120 would be a good size. Jamestown has some affordable screens that have good reviews. Each one is made when you order it, so shipping times are slow. The front left and right speakers are where most allocate the larger part of the budget, and usually including the center channel. You should try and have these the same brand, same line to match. The side and rear surrounds can be much smaller and more of a budget buy since they give the accent sound. The subwoofer is a key part, and your size area would probably need two for much affect. Are you willing to DIY any of the speakers? Even buying a kit for the subs would stretch you budget a little further.


----------



## RTS100x5 (Sep 12, 2009)

I have a great suggestion on screens... A Co. out of Houston called SCREEN INNOVATIONS... Their website can help you order what you need and they have excellent customer service

http://www.screeninnovations.com/

The PERFORMANCE FIXED screen should be in your budget and comes with a lifetime screen replacement....
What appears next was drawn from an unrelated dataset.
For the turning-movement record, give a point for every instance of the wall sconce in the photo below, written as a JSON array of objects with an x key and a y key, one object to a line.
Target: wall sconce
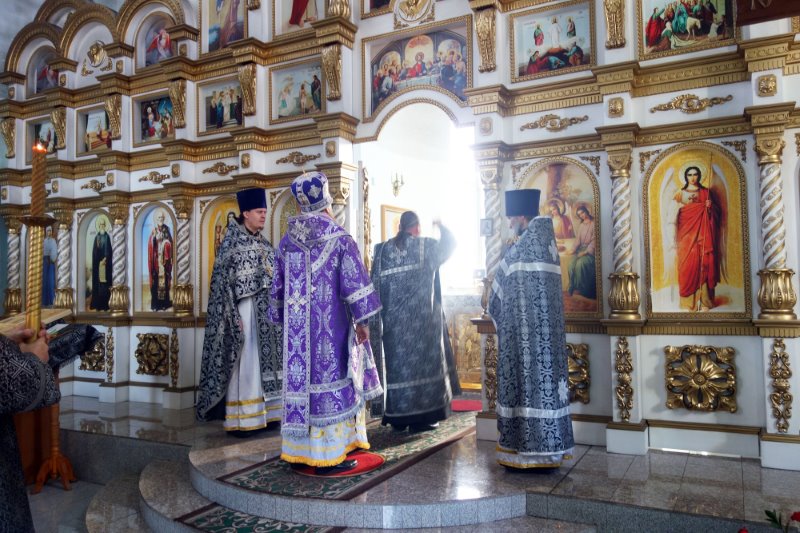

IS your room pre wired for speakers ??


You'll obviously need some other incidentals like long HDMI cable to the projector and others but Here are some suggestions for audio and projector

http://www.amazon.com/gp/product/B00CAAQHBE/ref=s9_simh_gw_p23_d1_i4?pf_rd_m=ATVPDKIKX0DER&pf_rd_s=center-5&pf_rd_r=1K6YRS9D0SJM8FAS2KW7&pf_rd_t=101&pf_rd_p=1630083442&pf_rd_i=507846

http://www.amazon.com/gp/product/B0054N9RQQ/ref=s9_simh_gw_p23_d1_i1?pf_rd_m=ATVPDKIKX0DER&pf_rd_s=center-5&pf_rd_r=1K6YRS9D0SJM8FAS2KW7&pf_rd_t=101&pf_rd_p=1630083442&pf_rd_i=507846

http://www.amazon.com/Fluance-Surro...=sr_1_18?s=aht&ie=UTF8&qid=1385302587&sr=1-18

http://www.amazon.com/Fluance-Fidelity-Surround-Theater-Subwoofer/dp/B007HOQTS4/ref=sr_1_10?s=aht&ie=UTF8&qid=1385303286&sr=1-10&keywords=fluance

http://www.amazon.com/Sony-BDP-S1100-Blu-ray-Disc-Player/dp/B00AWX6EYQ/ref=lp_352697011_1_6?s=tv&ie=UTF8&qid=1385302879&sr=1-6

http://www.amazon.com/Epson-5020UB-Cinema-1080p-Projector/dp/B00AFU80HA/ref=sr_1_21?s=pc&ie=UTF8&qid=1385302981&sr=1-21&keywords=Home+Theater

http://www.amazon.com/BenQ-SH940-Brightness-1080p-Projector/dp/B00APL85JM/ref=sr_1_9?s=pc&ie=UTF8&qid=1385304052&sr=1-9

http://www.amazon.com/Peerless-PRGUNV-Precision-Universal-Projector/dp/B000TXNS6G/ref=sr_1_4?s=electronics&ie=UTF8&qid=1385304236&sr=1-4&keywords=projector+mounts


----------



## drewwoock (Nov 24, 2013)

Thanks for the help! My house was not pre-wired but I have easy access to all walls so I am planning on doing everything myself. How big is the difference between a projector like the Epson 5020UB for 2500 and the optoma LV-25 which is 1200? (I realize that is a hard question to answer, I wish I could see both in action or next to each other) It looks like the contrast ratio for the Epson is a lot greater than the optoma, 20,000:1 vs 320,000. Is that where the money is at? I think they have about the same number of lumens. Thanks again, Drew


----------



## RTS100x5 (Sep 12, 2009)

EPSON is LCD technology
OPTOMA is DLP

Epson has LENS SHIFTING 
Optoma no lens shifting

Epson has 2D to 3D conversion
Optoma does not

Epson comes with 1 pair of 3D glasses 
Optoma None

OPINION - The Epson would be a no brainer :T


----------